Almost exactly a year later, he returned to his homeland for the first time in fifteen years, settling in East Germany, where he was lauded as a local hero. For all his theoretical enthusiasm for Communism, however, and his eagerness to accept all the goodies that the Berlin government was prepared to hand over to him, Brecht was cynical enough not to convert the money he’d earned (and continued to earn) in the Free World into into soft Warsaw Bloc currency; instead, he banked his cash in Switzerland – a decision that enabled him to live high on the hog the rest of his life, a beneficiary of capitalist largesse surrounded by people immured in Communist poverty. He also made sure to hang on to an Austrian passport that he’d acquired after the war.
But none of these lingering links to the bourgeois West kept the East German government from treating Brecht as a national treasure and as an iconic Communist author. In Berlin, he was given his own theater. In 1955, the USSR awarded him the Stalin Prize, its own equivalent to the Nobel Prize. In return, Brecht – who, as we’ve seen, carped constantly about the evils of California sunshine – was an obedient subject of the commissars. Champions of Brecht have emphasized his quiet complaints about various aspects of governance behind the Iron Curtain. These defenders distort the record. Stalin was one of the great monsters of human history, and Brecht had a pretty good knowledge of what he was doing and had done – but he never raised his voice in criticism of Uncle Joe. On the contrary, he outspokenly supported some of Stalin’s most brutal acts.
He was, to quote John Simon, consistently “deferential” toward Communist leaders – and cowardly in his readiness to gang up on the system’s victims. Hanns Eisler, composer of the GDR’s national anthem, had a sister who was no fan of Stalin, and Brecht’s verdict on her was heartless and unequivocal: “The swine has to be shot.” Brecht’s own wife was Jewish, but he didn’t complain about the Soviets’ treatment of Jews, either. His habit of sucking up to GDR authorities is reflected in a shameless, toadying letter to party leader Walter Ulbricht, written after the armed suppression of a popular uprising: “History,” Brecht wrote, “will pay its respects to the revolutionary impatience of the Socialist Unity Party of Germany….At this moment I must assure you of my allegiance to the Socialist Unity Party of Germany.”

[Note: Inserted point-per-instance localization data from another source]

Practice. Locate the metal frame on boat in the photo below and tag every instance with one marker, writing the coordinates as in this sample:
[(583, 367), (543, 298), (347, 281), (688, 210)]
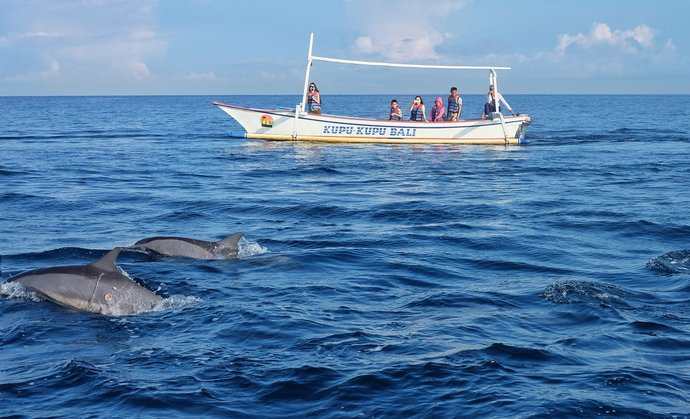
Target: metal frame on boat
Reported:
[(298, 125)]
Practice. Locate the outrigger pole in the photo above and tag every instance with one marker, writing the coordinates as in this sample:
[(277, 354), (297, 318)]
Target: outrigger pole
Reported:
[(311, 58), (306, 75)]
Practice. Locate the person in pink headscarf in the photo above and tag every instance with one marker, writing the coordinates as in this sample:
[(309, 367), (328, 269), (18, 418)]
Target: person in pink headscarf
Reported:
[(437, 111)]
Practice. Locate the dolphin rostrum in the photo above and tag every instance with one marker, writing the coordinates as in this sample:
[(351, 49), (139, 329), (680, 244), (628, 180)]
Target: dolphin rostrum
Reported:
[(192, 248), (99, 287)]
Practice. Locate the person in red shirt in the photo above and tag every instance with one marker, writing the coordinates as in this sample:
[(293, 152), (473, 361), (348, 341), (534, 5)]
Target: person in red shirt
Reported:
[(437, 111)]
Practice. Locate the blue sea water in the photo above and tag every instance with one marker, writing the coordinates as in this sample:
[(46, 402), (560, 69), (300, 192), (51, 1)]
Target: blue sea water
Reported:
[(543, 280)]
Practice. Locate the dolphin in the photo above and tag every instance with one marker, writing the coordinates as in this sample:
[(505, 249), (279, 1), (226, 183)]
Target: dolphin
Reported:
[(99, 287), (192, 248)]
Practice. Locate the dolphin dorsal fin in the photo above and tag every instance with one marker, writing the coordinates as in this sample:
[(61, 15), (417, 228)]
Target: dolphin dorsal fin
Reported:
[(230, 241), (107, 262)]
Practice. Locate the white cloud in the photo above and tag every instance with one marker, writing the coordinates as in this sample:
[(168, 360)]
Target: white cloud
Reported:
[(403, 30), (97, 40), (207, 76), (629, 40)]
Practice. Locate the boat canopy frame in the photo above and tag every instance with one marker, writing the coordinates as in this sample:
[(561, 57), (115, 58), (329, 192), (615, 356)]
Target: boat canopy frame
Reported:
[(311, 58)]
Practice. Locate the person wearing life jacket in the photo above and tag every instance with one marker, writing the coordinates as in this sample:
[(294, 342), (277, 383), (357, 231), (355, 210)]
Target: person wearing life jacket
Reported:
[(436, 114), (395, 114), (314, 100), (417, 110), (492, 98), (454, 105)]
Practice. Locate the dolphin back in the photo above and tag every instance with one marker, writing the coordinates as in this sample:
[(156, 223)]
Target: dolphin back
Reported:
[(228, 247), (99, 287), (192, 248)]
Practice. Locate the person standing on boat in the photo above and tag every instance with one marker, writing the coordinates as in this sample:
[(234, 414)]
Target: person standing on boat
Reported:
[(417, 110), (437, 111), (491, 99), (314, 100), (454, 105), (395, 113)]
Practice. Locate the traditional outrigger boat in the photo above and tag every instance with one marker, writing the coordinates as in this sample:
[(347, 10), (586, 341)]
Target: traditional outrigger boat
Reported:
[(298, 125)]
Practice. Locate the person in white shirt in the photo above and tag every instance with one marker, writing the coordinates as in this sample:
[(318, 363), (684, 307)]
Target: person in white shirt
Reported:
[(491, 99)]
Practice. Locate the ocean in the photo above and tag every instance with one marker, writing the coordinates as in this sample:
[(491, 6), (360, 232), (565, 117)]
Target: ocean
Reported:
[(550, 279)]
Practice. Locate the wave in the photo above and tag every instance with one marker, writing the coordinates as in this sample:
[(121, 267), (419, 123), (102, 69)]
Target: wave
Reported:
[(673, 262), (586, 292)]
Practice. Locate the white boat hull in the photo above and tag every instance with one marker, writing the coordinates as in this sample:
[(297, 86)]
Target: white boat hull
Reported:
[(282, 125)]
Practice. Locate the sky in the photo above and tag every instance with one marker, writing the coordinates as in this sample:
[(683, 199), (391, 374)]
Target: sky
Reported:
[(226, 47)]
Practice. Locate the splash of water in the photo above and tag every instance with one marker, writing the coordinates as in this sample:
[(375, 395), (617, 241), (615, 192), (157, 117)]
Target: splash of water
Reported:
[(673, 262), (17, 290), (247, 249)]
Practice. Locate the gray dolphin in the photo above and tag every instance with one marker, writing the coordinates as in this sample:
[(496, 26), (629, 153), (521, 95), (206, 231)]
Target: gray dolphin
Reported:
[(99, 287), (192, 248)]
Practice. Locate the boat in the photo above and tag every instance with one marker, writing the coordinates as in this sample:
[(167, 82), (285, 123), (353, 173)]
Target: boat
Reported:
[(298, 125)]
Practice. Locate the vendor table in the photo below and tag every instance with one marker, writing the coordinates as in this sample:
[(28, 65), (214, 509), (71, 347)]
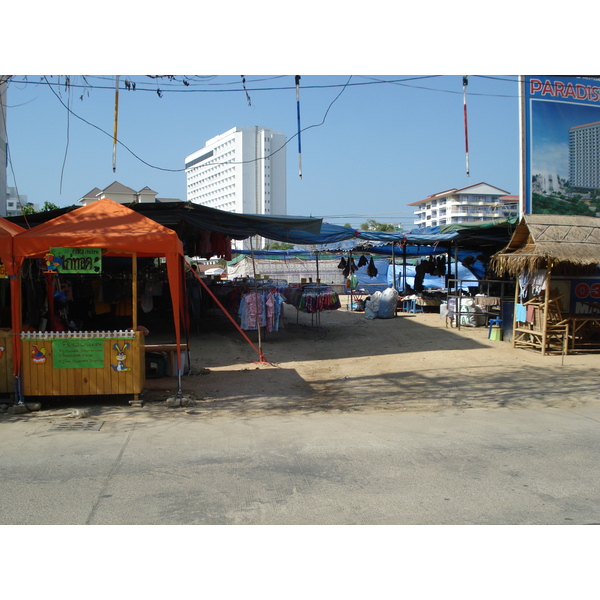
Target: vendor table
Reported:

Bottom line: however opposed Brecht may have been to Nazism, he chose to sit out the war in America – all the while constantly running down his hosts and neighbors, whose valiant sons were putting their lives on the line to liberate his homeland. And as fierce as his opposition to Nazism, apparently, was his nauseating readiness to kowtow to the Soviet variety of totalitarianism. Brecht – who died in 1956, a year after gratefully accepting the Stalin Prize – ended his life a useful stooge for Communism, as thoroughly barren of heroism as were the characters in his grim, misanthropic plays.